# Vape Kings Rhyme wars - The Finalists



## Stroodlepuff (7/4/15)

I have tallied the votes and our clear winner is mr @Rob Fisher however uncle Rob is Ecigssa staff (Admin) and therefore he does not need the free ticket 

But that leaves me with a bit of a dilemma, you see we have 5 people tied for first place  each with 7 votes!

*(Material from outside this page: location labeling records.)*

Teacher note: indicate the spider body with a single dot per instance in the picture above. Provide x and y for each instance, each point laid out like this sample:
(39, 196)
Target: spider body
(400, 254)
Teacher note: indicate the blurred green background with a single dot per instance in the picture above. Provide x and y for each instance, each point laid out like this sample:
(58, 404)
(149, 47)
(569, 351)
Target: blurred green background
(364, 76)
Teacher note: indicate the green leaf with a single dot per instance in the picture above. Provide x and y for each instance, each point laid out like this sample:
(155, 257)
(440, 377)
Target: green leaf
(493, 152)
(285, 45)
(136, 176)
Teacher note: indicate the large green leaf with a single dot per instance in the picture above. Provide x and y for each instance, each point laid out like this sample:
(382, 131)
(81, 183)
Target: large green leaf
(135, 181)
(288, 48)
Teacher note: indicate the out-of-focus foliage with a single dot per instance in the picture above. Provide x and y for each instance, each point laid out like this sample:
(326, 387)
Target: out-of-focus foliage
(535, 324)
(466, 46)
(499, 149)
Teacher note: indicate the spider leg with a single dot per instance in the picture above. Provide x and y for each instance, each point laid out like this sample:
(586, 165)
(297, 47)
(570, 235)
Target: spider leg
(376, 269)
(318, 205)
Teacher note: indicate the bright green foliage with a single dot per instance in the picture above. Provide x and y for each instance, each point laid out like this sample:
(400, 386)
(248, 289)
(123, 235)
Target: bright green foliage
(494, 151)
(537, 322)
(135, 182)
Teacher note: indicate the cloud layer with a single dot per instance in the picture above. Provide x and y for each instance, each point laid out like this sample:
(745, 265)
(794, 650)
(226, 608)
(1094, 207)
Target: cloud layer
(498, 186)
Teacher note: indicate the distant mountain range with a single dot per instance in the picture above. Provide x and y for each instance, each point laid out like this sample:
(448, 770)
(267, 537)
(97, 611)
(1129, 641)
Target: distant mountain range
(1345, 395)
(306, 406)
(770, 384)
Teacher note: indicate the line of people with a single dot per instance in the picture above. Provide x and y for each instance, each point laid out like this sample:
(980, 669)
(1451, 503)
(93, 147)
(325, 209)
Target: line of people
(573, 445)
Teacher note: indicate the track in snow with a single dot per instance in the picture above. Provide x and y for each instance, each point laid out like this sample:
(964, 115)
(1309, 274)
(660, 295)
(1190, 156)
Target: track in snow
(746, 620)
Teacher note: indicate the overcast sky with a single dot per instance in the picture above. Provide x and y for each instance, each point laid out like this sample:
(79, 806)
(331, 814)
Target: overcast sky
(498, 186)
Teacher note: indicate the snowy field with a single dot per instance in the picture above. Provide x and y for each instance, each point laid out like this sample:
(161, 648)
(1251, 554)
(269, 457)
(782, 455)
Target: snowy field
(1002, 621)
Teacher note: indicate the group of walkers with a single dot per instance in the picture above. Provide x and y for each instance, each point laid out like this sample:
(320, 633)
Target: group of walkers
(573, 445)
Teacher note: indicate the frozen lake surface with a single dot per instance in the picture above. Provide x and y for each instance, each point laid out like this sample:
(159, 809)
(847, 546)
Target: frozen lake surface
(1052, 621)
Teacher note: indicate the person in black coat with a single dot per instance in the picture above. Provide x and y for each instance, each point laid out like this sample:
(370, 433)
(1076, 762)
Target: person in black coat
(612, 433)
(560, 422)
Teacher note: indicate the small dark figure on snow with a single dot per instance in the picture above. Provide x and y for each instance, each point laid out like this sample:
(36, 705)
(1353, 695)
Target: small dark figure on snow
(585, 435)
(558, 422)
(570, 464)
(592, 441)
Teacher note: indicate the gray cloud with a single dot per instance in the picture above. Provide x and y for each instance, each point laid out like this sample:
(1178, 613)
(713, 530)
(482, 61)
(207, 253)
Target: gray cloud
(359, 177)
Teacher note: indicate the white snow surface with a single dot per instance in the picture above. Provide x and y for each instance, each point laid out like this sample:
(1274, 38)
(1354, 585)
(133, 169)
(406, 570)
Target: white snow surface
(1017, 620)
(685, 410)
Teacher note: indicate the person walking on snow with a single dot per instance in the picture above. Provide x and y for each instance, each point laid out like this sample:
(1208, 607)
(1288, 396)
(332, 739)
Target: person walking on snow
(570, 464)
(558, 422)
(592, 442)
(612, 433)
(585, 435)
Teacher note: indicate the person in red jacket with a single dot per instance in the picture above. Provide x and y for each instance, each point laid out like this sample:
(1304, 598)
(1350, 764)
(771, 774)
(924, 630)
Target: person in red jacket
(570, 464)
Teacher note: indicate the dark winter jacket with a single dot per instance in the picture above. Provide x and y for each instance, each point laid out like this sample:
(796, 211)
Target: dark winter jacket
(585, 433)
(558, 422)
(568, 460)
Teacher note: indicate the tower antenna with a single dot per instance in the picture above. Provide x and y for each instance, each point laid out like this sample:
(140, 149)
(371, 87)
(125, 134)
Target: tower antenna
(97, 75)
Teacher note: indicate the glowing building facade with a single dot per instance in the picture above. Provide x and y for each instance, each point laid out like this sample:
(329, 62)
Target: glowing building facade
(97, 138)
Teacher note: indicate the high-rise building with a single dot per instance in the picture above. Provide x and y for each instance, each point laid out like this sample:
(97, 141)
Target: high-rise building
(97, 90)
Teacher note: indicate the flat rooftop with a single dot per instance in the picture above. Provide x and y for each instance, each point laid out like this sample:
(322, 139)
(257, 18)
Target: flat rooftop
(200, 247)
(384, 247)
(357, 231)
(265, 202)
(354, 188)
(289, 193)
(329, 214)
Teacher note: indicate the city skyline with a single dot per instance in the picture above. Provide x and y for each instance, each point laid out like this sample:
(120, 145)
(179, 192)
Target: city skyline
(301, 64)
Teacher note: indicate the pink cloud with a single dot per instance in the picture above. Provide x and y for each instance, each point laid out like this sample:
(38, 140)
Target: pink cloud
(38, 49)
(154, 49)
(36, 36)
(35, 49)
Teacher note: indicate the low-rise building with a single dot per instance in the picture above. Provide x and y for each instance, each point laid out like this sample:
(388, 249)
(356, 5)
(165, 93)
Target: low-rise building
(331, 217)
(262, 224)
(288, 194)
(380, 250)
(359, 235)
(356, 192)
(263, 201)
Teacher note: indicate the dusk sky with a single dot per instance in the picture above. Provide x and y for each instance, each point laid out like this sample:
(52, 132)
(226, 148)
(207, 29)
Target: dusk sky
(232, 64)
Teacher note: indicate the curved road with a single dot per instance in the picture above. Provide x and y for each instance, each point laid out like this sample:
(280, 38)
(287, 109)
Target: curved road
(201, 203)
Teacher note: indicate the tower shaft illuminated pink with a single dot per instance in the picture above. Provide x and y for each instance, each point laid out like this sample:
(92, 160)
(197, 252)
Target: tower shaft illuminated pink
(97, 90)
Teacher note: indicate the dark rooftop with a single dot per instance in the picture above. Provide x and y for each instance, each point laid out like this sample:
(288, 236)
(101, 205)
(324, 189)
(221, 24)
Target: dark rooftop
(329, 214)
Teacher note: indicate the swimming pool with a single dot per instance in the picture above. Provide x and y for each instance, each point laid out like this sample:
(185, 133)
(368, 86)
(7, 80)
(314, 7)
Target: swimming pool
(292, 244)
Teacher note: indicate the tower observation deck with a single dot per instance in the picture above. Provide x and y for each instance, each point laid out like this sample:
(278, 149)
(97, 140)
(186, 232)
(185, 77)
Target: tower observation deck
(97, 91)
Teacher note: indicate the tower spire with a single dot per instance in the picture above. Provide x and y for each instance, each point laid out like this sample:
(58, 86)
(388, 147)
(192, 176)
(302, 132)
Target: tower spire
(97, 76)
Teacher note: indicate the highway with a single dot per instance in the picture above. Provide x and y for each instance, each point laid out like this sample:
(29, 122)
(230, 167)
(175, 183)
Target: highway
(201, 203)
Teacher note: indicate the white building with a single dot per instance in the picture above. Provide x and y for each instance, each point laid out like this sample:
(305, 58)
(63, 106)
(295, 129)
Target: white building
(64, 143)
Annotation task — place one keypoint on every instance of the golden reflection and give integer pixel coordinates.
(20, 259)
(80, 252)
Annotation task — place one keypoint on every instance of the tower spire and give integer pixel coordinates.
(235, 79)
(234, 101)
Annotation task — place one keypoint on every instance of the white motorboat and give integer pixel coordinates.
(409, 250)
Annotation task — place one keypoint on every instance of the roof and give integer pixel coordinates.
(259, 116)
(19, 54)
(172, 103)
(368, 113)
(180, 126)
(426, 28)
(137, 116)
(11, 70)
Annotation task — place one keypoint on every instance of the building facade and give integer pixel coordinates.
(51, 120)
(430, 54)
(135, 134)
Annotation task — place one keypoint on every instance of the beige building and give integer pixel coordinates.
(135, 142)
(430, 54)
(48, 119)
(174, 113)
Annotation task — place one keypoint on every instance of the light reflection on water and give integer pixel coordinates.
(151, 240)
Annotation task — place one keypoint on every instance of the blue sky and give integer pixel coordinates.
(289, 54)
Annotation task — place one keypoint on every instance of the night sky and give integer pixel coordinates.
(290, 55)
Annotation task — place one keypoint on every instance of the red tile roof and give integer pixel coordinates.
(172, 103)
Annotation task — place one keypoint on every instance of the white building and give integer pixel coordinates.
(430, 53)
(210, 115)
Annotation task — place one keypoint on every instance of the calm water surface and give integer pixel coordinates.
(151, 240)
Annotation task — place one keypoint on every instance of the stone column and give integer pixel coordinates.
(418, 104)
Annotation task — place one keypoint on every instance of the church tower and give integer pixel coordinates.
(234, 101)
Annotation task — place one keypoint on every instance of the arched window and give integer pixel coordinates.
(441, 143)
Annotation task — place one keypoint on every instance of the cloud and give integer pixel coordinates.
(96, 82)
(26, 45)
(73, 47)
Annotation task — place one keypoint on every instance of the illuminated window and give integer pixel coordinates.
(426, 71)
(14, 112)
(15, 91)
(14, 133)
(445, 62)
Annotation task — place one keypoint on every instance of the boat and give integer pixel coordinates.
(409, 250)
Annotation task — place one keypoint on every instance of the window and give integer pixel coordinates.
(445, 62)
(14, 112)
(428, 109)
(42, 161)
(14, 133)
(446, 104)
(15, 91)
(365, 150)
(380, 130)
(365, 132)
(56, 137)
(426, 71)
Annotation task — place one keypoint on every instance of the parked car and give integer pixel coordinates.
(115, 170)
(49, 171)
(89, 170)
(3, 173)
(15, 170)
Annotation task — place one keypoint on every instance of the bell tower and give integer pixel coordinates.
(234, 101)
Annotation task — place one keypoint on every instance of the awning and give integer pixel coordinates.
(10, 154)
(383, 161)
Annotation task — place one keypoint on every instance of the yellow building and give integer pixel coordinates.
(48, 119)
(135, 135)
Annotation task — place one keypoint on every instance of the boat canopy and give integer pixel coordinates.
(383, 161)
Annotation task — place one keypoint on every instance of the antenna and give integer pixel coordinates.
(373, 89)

So I am adding another thread shortly with the winning rhymes and a poll - I need you guys to vote again  I will post a link here to the new thread, the new thread will be one vote per person voting and the final closing date is tomorrow at 19:00

Good luck to the following candidates: @Riaz @Guunie @Jakey @Vapington @Juntau



The Finalists Rhymes are below:


*@Riaz with Twinkle Twinkle little coil - adapted from Twinkle Twinkle little star*

Twinkle, twinkle, little coil,
How I wonder what ohms you are.
Up above the deck so high.
Giving me good throat hit, oh so fly. 
*@Guunie with Humpty Dead Short - adapted from Humpty Dumpty*

Humpty dumpty vaped on the wall
Humpty dumpty realised the flaw
cloud chasing with a point 1 ohm game
Now no one can put him together again


*@Jakey with Baa Baa rocket Sheep - adapted from baa baa black sheep*

Ba Ba Rocket sheep
have you ekowool.
Yes sir(vape) yes sir(vape)
3 rolls full.

One for ohm @johan, one for @Andre and one for the
little noob who vapes on mesh all day.


*@Vapington with Little Miss Vooper - adapted from little miss muffet*

Little Miss Muffet
Vooped in a bucket,
Whilst vaping Vape Kings juice of the day,
Along came a spider
Who sat down beside her
Which ended that Voop right away!


*@Juntau with Humpty driptip - adapted from humpty dumpty*

Humpty Dumpty bought a new tip
Humpty Dumpty started to drip
All the dark horses and all the Kings crown
Had everyone vaping throughout his town

Reactions: Winner 1


----------



## Silver (8/4/15)

Nicely laid out @Stroodlepuff 
Have voted
All very good though!


----------



## Jakey (8/4/15)

why is my poem cut in half


----------



## Stroodlepuff (8/4/15)

Well we have a winner  Congratulations @Jakey you win a VapeCon ticket and a Vape King juice hamper consisting of 5 Vape King juices of your choice!

(Although I should have disqualified you for using other vendors in our competition  )

Reactions: Like 2 | Thanks 1


----------



## Jakey (8/4/15)

Haha I only realized that after the fact, thank you VAPEKING

Reactions: Like 1 | Winner 1


----------



## Benjamin Cripps (8/4/15)

Congrats mate!! 


Sent from my iPhone using Tapatalk


----------



## Jakey (8/4/15)

Benjamin Cripps said:


> Congrats mate!!
> 
> 
> Sent from my iPhone using Tapatalk


see you at vapecon bud


----------



## Riaz (8/4/15)

Congrats @Jakey 

Well deserved bud 


Sent from my iPhone using Tapatalk


----------



## Jakey (14/4/15)

Thank you @Stroodlepuff and Co. Pretty little case and nyoms.

Reactions: Like 3 | Winner 3


----------



## Imthiaz Khan (14/4/15)

Congrats @Jakey 
Well done man!

Reactions: Like 1


----------